Review by Ian Keogh
Nate Cosby and Ben McCool’s starting point for Pigs seems to have been that more and more Americans are likely to question what they’re being told. So what of the children of the demons of old? What do they now believe? After all, citizens of the former Soviet Union were similarly indoctrinated, perhaps less subtly, with an ideology that also hardly represented the world accurately.
A nicely scripted sequence set in 2011 runs through the opening chapter, a fearless elderly Russian woman being interrogated and providing sardonic responses to aggressive questioning. Other scenes are mixed in leading to a fantastic chapter ending. The next chapter picks up on people seen arriving in Miami and develops into equally terrifying circumstances, Cosby and McCool presenting nicely twisted action sensibilities. The next two chapters also have horrible, horrible scenes as we learn how the group of adults we’re seeing newly arrived in Miami learned their trade in Cuba. They’re great.
The deal is that in 1961 a group of loyal Soviets were planted in Cuba with a set of codes that would activate a specific mission when passed on. As these people aged and the mission never came, they remained loyal to their ideals and trained their children in the belief that one day they would be tasked to take on the mission instead. Now that day has come. Will the children be minded to carry it out?
With a killer idea for a plot and some well devised horrific scenes, Pigs should be really attention-grabbing, and that it only rates slightly better than average is down to primary artist Breno Tamura. There’s the occasional nice page, and Tamura distinguishes a large cast well, but Pigs is dull-looking, with people seen from odd angles, distorted faces and puzzling mistakes. One of the more impressive pieces is a full page looking up at someone pointing a rocket launcher.
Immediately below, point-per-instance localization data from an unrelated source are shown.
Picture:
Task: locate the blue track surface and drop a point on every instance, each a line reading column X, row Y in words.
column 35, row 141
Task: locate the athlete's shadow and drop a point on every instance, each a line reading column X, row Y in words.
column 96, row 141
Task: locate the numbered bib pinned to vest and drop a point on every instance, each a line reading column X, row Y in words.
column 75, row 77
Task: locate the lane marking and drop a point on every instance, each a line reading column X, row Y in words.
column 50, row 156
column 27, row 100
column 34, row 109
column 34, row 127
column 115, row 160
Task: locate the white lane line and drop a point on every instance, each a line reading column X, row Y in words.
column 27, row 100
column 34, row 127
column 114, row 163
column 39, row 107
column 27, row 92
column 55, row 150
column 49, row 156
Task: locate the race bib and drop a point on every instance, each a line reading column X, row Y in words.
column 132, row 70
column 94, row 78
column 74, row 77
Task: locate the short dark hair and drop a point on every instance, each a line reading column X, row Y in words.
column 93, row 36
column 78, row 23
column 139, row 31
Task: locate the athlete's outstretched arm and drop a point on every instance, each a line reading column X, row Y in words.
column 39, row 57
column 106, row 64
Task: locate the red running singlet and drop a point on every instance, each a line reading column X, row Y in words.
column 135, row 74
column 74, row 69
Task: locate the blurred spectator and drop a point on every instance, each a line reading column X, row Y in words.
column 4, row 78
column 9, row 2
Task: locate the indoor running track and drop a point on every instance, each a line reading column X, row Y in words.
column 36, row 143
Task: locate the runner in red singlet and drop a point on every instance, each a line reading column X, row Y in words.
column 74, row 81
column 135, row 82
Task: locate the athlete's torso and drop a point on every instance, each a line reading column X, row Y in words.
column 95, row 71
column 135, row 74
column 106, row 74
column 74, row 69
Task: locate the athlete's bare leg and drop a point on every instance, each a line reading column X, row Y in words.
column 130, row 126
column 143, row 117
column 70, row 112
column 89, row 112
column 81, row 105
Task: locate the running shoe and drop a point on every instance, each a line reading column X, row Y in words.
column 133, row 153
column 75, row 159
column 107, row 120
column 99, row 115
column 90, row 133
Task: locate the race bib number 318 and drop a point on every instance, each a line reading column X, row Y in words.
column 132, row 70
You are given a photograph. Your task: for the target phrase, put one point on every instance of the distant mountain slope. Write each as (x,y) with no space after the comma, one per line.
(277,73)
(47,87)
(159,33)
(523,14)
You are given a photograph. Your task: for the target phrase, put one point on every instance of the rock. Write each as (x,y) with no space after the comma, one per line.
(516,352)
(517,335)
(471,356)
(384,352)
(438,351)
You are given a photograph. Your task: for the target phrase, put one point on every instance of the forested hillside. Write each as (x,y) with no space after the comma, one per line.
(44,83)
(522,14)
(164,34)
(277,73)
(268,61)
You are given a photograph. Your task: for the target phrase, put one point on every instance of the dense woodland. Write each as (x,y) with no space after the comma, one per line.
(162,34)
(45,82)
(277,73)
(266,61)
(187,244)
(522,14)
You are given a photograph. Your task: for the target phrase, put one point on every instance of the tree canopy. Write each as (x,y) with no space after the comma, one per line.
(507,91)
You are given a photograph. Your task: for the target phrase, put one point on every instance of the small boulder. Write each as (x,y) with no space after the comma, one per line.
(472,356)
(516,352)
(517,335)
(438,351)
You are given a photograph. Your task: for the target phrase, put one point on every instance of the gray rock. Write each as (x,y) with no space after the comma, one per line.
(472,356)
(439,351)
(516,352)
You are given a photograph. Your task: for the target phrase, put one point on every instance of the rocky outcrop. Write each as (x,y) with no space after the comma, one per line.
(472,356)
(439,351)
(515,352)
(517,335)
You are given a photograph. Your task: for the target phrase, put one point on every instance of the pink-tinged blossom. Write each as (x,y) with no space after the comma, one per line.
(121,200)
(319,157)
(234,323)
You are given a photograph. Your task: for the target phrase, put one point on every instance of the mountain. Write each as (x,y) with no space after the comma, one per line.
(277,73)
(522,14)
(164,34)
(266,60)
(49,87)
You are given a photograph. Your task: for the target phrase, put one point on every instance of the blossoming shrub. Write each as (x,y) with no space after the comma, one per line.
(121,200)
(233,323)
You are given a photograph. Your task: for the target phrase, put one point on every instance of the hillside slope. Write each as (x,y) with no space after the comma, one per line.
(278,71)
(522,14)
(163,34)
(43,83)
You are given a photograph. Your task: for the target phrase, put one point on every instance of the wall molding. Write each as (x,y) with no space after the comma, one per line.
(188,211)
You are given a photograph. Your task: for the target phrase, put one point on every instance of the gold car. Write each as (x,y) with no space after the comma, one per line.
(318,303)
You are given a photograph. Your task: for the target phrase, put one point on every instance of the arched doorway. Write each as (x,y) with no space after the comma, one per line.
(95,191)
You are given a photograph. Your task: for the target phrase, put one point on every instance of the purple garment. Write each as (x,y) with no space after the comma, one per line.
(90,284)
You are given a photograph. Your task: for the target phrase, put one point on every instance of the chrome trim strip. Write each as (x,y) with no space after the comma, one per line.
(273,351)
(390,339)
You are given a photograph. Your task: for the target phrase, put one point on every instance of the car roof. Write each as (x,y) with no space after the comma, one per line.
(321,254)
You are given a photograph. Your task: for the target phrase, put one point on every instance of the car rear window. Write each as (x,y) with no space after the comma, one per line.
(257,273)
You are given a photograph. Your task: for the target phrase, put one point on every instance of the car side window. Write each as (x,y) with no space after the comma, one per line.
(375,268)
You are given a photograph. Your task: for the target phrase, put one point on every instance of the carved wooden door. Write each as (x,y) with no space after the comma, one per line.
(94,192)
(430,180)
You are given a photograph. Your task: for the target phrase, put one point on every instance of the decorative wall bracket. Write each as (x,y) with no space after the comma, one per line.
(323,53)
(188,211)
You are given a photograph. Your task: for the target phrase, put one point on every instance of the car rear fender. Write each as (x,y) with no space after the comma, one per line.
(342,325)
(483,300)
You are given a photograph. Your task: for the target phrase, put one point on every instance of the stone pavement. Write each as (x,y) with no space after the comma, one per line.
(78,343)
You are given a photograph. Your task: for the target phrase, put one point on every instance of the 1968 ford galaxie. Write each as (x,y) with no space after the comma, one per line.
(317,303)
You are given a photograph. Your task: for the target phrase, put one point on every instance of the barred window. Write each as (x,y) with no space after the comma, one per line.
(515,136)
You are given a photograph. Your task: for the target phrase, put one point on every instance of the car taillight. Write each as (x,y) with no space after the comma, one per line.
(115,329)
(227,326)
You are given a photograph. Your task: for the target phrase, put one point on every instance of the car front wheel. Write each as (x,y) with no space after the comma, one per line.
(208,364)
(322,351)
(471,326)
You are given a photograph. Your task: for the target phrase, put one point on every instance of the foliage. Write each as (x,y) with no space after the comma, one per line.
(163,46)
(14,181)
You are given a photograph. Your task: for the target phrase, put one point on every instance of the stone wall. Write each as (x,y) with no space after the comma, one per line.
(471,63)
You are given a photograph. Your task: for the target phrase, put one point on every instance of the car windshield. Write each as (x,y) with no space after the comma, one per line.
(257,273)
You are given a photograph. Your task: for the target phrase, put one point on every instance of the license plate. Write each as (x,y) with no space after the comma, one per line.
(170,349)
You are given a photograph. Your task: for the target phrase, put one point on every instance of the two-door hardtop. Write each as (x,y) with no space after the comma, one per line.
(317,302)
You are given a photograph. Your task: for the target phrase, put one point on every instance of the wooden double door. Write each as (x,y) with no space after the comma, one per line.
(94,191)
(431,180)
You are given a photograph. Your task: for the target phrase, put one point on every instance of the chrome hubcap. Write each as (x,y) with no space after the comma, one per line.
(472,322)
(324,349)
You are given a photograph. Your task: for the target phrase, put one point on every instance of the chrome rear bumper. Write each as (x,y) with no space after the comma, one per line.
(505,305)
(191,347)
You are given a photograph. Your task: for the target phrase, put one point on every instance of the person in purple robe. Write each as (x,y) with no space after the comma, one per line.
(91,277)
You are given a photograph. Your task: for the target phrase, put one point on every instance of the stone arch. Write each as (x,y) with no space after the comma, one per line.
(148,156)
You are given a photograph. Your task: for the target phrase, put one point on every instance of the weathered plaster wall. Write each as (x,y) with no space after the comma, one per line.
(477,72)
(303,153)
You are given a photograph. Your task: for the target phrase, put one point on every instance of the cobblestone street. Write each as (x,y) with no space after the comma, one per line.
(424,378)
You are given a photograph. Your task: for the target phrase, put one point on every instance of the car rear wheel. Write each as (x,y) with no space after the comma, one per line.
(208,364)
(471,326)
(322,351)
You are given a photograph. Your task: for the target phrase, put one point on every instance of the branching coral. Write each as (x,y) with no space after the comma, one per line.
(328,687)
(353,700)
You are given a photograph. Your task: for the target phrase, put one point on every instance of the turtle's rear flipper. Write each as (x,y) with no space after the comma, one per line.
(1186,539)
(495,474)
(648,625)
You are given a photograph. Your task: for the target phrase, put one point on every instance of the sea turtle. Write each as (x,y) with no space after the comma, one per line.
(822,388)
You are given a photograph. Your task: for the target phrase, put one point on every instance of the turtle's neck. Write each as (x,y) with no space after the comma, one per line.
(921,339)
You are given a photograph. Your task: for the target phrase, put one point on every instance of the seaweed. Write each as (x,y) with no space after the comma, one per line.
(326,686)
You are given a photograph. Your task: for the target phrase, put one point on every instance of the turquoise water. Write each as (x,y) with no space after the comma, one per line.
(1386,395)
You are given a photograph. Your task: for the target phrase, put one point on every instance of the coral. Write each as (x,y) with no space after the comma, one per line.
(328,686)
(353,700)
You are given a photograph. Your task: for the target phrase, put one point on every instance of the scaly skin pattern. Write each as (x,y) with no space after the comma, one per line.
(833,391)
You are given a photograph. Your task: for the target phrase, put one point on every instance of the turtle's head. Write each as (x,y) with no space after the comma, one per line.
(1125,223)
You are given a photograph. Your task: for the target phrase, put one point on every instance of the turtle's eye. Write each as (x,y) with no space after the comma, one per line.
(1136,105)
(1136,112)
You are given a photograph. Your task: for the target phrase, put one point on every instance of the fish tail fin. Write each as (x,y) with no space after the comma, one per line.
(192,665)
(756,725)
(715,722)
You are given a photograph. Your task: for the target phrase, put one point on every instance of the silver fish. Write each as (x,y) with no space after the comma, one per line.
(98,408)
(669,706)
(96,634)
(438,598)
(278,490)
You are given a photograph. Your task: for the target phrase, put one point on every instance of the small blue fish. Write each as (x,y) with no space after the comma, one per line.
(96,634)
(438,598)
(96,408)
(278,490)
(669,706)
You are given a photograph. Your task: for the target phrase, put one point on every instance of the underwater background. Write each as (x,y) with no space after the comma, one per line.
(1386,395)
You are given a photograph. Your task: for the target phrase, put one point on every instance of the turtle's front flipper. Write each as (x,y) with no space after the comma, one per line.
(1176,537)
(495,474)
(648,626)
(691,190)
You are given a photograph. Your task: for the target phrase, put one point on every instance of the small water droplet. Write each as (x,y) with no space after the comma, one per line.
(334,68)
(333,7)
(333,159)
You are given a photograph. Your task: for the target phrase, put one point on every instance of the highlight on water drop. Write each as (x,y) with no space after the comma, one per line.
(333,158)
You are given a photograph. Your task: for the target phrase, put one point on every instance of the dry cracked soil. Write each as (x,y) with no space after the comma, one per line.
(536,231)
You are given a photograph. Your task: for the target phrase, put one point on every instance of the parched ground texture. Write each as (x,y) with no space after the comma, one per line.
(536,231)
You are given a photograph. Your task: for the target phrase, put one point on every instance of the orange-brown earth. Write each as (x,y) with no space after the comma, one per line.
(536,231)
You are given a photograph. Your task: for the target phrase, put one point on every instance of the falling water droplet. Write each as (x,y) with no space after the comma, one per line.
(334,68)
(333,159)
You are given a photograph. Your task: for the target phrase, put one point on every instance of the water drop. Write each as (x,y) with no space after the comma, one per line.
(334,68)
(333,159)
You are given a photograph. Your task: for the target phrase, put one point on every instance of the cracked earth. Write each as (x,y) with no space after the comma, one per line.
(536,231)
Fair enough one arm would be bent holding the device, but as drawn by Tamura it looks as if the other arm is also missing. It’s not, but it takes study to work out why that’s the case. For the final chapter Will Sliney contributes sequences set in the past, and they’re considerably better drawn, the only problem being that he doesn’t appear to have seen any of Tamura’s earlier flashback scenes and draws the main cast looking a lot younger.
In keeping with the remainder of Hello, Cruel World, the ending is a killer, and the story continues in San Quentin Blues.